Como advierte el WEF: “Aunque nos estemos acostumbrando a los aranceles, existe el riesgo de que la confrontación geoeconómica se convierta en una guerra económica a gran escala —con bloqueos portuarios, restricciones a la exportación de productos clave, cancelación de contratos y controles de capital—, con consecuencias globales sistémicas, deliberadas y de gran alcance, lo que aumenta la fragilidad de los Estados”.

Entre los riesgos que completan el panorama global destacan: clima extremo, 8 %; polarización social, 7 %; e información errónea / desinformación, 7 %

En paralelo, los riesgos económicos cobran importancia con la percepción de recesión (5 %) e inflación, así como la erosión de los derechos humanos y libertades cívicas (4 %). Los riesgos tecnológicos también crecen: el impacto adverso de la inteligencia artificial (IA) pasa del puesto 30 al 5 a largo plazo (4 %), seguido por inseguridad cibernética (3 %) y desigualdad (3 %).

Aunque a corto plazo los riesgos ambientales se perciben como menos urgentes, a largo plazo siguen siendo los más severos, con fenómenos meteorológicos extremos, pérdida de biodiversidad y cambios críticos en los sistemas terrestres como las principales amenazas. La desinformación y el impacto de la IA también se mantienen entre los riesgos más graves en el horizonte de diez años.
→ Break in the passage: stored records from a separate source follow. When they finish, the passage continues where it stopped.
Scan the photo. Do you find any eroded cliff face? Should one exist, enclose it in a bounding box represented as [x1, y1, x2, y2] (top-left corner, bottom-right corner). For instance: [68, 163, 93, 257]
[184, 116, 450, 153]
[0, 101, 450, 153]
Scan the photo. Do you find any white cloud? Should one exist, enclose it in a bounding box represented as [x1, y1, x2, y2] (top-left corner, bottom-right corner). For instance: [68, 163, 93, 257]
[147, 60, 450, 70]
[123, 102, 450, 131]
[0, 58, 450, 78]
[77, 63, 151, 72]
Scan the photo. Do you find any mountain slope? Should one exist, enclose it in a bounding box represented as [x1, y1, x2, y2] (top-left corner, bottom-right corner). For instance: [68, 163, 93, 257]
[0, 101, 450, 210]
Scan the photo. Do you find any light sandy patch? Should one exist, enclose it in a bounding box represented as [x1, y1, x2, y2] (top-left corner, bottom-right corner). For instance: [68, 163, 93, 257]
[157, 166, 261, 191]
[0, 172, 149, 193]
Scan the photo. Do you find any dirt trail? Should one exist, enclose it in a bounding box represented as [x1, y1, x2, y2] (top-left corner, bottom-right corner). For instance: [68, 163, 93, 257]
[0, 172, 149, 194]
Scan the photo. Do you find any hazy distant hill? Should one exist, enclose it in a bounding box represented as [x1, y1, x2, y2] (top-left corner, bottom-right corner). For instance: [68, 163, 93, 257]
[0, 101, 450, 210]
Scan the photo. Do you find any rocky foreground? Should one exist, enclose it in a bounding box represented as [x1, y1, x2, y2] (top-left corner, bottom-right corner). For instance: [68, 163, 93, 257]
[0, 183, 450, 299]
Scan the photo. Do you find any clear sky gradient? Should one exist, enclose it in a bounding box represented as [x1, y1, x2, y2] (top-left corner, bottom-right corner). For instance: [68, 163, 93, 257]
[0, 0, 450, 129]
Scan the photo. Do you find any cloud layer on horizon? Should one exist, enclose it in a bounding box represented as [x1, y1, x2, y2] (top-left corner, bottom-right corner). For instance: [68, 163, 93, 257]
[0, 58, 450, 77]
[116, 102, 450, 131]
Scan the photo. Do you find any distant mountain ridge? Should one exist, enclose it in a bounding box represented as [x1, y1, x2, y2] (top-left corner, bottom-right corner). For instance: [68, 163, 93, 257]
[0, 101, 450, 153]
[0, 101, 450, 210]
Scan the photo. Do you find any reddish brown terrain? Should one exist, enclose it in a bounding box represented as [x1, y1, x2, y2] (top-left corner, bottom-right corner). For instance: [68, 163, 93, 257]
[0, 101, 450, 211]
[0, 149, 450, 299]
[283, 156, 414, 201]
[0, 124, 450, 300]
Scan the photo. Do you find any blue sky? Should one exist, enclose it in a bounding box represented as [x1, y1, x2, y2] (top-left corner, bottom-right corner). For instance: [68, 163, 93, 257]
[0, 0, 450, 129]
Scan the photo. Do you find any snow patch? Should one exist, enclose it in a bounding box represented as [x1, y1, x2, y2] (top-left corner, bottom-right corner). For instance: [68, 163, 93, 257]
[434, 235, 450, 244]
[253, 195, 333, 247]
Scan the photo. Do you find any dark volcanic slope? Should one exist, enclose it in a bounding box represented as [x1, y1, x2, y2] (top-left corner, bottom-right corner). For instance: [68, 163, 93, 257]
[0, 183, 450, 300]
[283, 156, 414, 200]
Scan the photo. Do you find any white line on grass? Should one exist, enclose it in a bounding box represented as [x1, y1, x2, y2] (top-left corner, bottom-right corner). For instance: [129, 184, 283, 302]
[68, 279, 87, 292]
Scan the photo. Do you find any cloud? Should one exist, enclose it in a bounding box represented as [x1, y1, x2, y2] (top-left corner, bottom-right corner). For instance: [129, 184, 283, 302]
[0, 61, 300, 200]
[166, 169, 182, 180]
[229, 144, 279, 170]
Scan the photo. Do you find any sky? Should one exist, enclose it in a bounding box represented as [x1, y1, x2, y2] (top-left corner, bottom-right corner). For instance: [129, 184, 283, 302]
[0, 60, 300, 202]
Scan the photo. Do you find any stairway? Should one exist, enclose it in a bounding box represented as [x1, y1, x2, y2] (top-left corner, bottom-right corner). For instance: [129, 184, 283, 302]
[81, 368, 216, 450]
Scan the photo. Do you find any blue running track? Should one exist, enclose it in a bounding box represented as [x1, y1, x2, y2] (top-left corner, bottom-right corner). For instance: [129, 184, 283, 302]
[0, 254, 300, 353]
Gerardo Herrera, director de Marsh Advisory para Latinoamérica y el Caribe, advirtió que: “En un contexto global marcado por crecientes brechas de desigualdad y tensiones geoeconómicas cada vez más agudas, donde la cooperación internacional se ve desafiada por incertidumbres que amenazan la vigencia del multilateralismo, América Latina enfrenta el reto urgente de diseñar estrategias propias que impulsen un desarrollo sostenible y equitativo”.
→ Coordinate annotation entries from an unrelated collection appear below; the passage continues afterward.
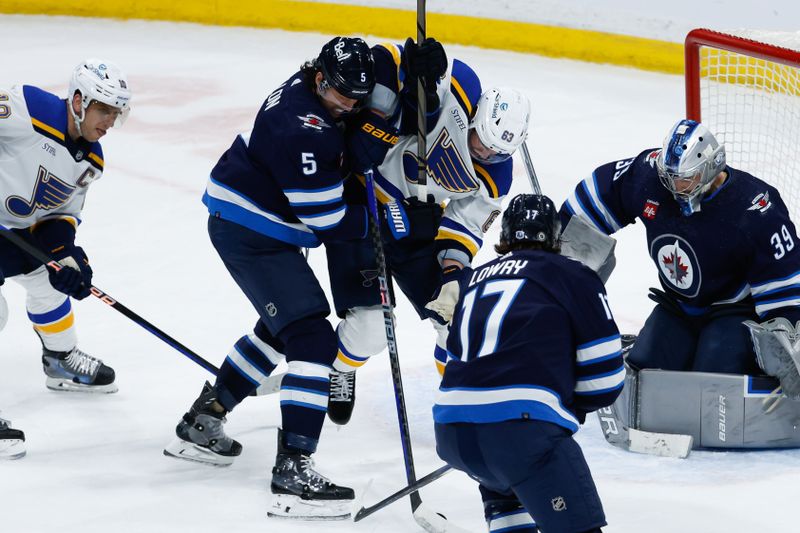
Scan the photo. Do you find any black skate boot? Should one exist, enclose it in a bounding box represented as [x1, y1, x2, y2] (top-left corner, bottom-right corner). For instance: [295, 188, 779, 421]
[164, 381, 242, 466]
[328, 370, 356, 426]
[42, 346, 119, 394]
[267, 429, 355, 520]
[0, 418, 25, 459]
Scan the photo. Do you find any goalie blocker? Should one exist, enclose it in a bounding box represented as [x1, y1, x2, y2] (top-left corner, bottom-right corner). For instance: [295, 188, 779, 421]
[615, 369, 800, 449]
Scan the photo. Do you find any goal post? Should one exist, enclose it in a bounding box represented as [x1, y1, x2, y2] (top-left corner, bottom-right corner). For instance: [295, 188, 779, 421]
[685, 29, 800, 217]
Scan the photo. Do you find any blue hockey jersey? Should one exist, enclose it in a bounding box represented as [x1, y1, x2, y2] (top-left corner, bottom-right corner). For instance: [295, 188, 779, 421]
[203, 72, 367, 248]
[433, 250, 625, 432]
[561, 149, 800, 322]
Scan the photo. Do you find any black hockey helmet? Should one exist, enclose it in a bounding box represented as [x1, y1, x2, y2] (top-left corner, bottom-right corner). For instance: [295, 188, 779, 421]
[500, 194, 561, 250]
[315, 37, 375, 100]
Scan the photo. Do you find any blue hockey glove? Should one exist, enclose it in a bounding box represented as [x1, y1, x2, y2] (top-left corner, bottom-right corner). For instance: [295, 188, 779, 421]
[346, 111, 398, 174]
[47, 246, 92, 300]
[384, 194, 444, 242]
[425, 265, 463, 326]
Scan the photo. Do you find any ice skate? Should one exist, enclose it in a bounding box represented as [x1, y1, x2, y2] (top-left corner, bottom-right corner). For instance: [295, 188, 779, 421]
[42, 347, 119, 394]
[164, 381, 242, 466]
[267, 430, 355, 520]
[328, 370, 356, 426]
[0, 418, 25, 459]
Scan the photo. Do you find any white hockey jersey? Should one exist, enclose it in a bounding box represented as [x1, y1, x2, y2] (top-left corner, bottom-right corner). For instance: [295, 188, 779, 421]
[0, 85, 103, 229]
[364, 45, 513, 265]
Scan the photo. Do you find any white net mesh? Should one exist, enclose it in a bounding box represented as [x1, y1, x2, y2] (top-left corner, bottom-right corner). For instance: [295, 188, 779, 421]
[700, 31, 800, 218]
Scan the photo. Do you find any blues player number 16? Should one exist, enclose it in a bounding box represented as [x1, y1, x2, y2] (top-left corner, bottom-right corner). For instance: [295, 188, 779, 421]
[769, 225, 794, 259]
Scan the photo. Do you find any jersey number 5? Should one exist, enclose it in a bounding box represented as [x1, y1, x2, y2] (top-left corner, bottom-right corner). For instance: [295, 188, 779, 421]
[459, 279, 525, 361]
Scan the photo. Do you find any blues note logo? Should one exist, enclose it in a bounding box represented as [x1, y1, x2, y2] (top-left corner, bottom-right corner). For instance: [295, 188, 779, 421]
[6, 167, 75, 218]
[403, 128, 480, 193]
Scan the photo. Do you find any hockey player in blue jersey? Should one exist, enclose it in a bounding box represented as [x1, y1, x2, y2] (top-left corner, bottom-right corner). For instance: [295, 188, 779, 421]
[165, 37, 400, 519]
[0, 59, 131, 457]
[318, 38, 530, 424]
[561, 120, 800, 374]
[433, 194, 625, 533]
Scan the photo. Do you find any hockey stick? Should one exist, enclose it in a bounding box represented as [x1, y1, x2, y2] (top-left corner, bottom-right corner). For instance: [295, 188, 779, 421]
[417, 0, 428, 198]
[365, 170, 463, 533]
[353, 465, 453, 522]
[522, 141, 542, 196]
[0, 225, 219, 375]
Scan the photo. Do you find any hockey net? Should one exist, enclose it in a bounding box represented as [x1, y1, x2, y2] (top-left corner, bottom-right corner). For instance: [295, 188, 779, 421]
[685, 29, 800, 219]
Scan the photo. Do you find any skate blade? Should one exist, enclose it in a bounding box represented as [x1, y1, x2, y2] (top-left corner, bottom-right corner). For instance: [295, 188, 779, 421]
[45, 377, 119, 394]
[164, 438, 235, 466]
[267, 494, 353, 520]
[0, 439, 27, 460]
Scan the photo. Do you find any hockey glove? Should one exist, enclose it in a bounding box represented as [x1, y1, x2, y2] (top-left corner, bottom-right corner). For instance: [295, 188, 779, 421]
[48, 245, 92, 300]
[403, 37, 447, 93]
[383, 194, 444, 243]
[345, 111, 398, 174]
[425, 265, 463, 326]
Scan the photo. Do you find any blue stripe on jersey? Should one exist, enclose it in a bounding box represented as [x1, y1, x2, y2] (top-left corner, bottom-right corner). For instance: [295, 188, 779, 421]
[203, 192, 320, 248]
[28, 298, 72, 325]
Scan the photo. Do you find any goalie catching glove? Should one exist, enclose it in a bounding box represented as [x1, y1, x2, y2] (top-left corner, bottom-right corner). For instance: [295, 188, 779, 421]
[425, 265, 462, 326]
[744, 317, 800, 400]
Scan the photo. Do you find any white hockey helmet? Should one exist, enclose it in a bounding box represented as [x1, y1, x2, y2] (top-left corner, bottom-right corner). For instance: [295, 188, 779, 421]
[68, 58, 131, 131]
[656, 119, 726, 216]
[469, 87, 531, 163]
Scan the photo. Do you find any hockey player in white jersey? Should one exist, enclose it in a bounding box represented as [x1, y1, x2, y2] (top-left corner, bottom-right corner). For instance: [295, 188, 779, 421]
[327, 39, 530, 424]
[0, 59, 131, 456]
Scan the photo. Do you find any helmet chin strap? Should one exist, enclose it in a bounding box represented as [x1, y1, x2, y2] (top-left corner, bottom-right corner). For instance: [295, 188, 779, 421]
[67, 91, 88, 137]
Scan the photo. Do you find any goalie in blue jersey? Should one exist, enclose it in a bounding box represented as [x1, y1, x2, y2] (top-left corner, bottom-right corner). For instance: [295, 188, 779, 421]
[433, 194, 625, 533]
[561, 120, 800, 382]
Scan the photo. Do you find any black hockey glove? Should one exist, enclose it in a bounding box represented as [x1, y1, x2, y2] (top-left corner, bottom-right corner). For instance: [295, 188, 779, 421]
[425, 265, 464, 326]
[403, 37, 447, 113]
[403, 37, 447, 93]
[383, 194, 444, 243]
[345, 110, 397, 174]
[47, 245, 92, 300]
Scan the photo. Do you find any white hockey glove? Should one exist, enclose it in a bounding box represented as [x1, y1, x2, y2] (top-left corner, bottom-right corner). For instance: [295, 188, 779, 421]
[425, 265, 462, 326]
[744, 317, 800, 400]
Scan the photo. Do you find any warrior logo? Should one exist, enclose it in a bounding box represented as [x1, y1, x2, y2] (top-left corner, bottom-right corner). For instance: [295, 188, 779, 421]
[650, 235, 701, 298]
[403, 128, 481, 193]
[747, 191, 772, 213]
[6, 167, 76, 218]
[550, 496, 567, 512]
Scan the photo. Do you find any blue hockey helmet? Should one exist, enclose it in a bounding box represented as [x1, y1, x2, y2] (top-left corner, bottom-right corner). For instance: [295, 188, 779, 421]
[500, 194, 561, 250]
[656, 119, 725, 216]
[315, 37, 375, 100]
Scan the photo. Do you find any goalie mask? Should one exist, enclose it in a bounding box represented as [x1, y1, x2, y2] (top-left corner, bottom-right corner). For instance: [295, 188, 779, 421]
[500, 194, 561, 251]
[67, 58, 131, 132]
[656, 119, 725, 216]
[469, 87, 531, 164]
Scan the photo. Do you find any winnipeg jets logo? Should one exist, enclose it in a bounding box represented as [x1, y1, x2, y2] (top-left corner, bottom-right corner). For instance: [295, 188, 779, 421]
[747, 191, 772, 213]
[650, 235, 701, 298]
[6, 167, 76, 218]
[297, 113, 331, 131]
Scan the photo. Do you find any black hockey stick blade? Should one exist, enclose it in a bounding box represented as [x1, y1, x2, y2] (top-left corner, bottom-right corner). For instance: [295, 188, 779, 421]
[353, 465, 452, 522]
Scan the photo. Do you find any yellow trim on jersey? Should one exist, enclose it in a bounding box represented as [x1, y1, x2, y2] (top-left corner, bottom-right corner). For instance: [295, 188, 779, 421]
[31, 117, 64, 141]
[0, 0, 683, 74]
[450, 76, 472, 117]
[356, 174, 394, 204]
[436, 228, 478, 257]
[472, 161, 500, 198]
[89, 152, 105, 167]
[336, 350, 368, 368]
[33, 311, 75, 335]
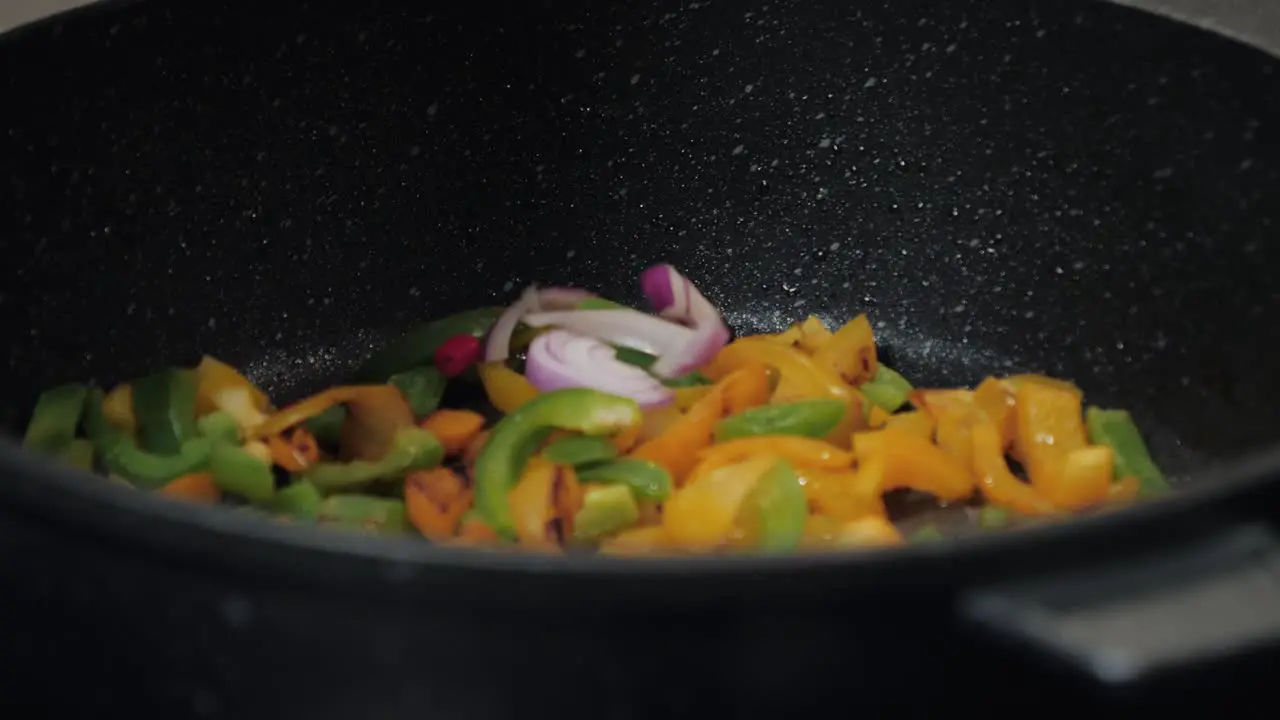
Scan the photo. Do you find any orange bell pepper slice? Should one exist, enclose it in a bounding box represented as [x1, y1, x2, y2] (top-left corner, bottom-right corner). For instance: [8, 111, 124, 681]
[835, 515, 902, 547]
[973, 378, 1018, 448]
[662, 455, 777, 550]
[1044, 445, 1114, 510]
[404, 468, 471, 541]
[159, 473, 223, 503]
[419, 409, 484, 457]
[884, 410, 934, 442]
[699, 436, 854, 470]
[1014, 382, 1088, 497]
[718, 363, 773, 415]
[813, 314, 878, 387]
[476, 363, 539, 415]
[796, 459, 886, 521]
[703, 336, 867, 446]
[631, 386, 723, 487]
[854, 428, 974, 502]
[507, 457, 582, 551]
[973, 420, 1056, 515]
Herrera añadió: “Esto implica fomentar un crecimiento inclusivo que reduzca las desigualdades estructurales, fortalecer la resiliencia frente a los impactos climáticos que ya afectan a la región, y acelerar la adopción y desarrollo de tecnologías cuánticas como motor de innovación. Sin embargo, es fundamental que estos avances no se conviertan en nuevos escenarios de competencia estratégica ni en factores que profundicen la fragmentación económica y la polarización política interna y externa”.